There are times when I just want to turn everything off (TV, computer, books, magazines); and that includes life too.
Why? I am sitting down thumbing through pages of a magazine noticing how the women featured are so “put together” (firm abs, thighs not jiggly, smooth skin). Next, you are watching one of the news programs or talk shows on TV…and there are a “million” of them… and this individual you notice in the magazine happens to be a guest on one of these shows and they are discussing some of the day’s current events. They appear to have command of the language as they move the audience and connecting with them. And they look good doing it.
What does that say about me?
Am I unfairly comparing myself to an image that is not attainable? I am aware that most of those pictures have been airbrushed in order to show that perfect image. But it still doesn’t make me feel better. This is what advertisers, the media, and society throws out at you. And their message is this:
If you want to be successful and get all the good things that life has to offer, you will have to conform to this way of thinking…or be prepared to be on the outside looking in. This is what society dictates as their version of normal, which has been around for as long as I can remember.
Why? Because it sells. Period. And I have declared war on this, because it is a system that is designed to fail you and brainwash you into believing that you will never be good enough to be one of us(the beautiful people), no matter how many dollars you spend and products you try.

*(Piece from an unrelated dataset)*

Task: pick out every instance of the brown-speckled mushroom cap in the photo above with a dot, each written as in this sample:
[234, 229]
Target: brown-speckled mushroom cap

Guess what people? You’re right. By that definition I will never be one of you. I have heard this “mantra” over and over since I was old enough to know what it meant when someone told me that I was not pretty. From elementary school through college and even in the work place until recently, I was one of those individuals shelling out money buying some of the products and some of them I still use, because they work for me with positive results. The others…we won’t talk about.
But that is how it is.
I want to talk about my world for a moment. The world I live in embraces individuality and accepts that people comes in all different shapes and sizes. Also in the world I live in there is room for improvement; as I stated earlier, even though the women featured in the magazines I browse may have a body that is unrealistic for me, that does mean I can not have the best body for my type…and the healthiest it can be. And that can be obtain via a healthy eating plan and physical movement. Take some time to breathe, love, hug, relax, and laugh…there is way too much negativity to go around.
Send it back where it came from.
I cannot change the world… but I no longer will let the world change me. Be that as it may, after all these years, I am becoming comfortable and confident in who I am…an unique being with some imperfections, not Barbie or any of her friends and relatives.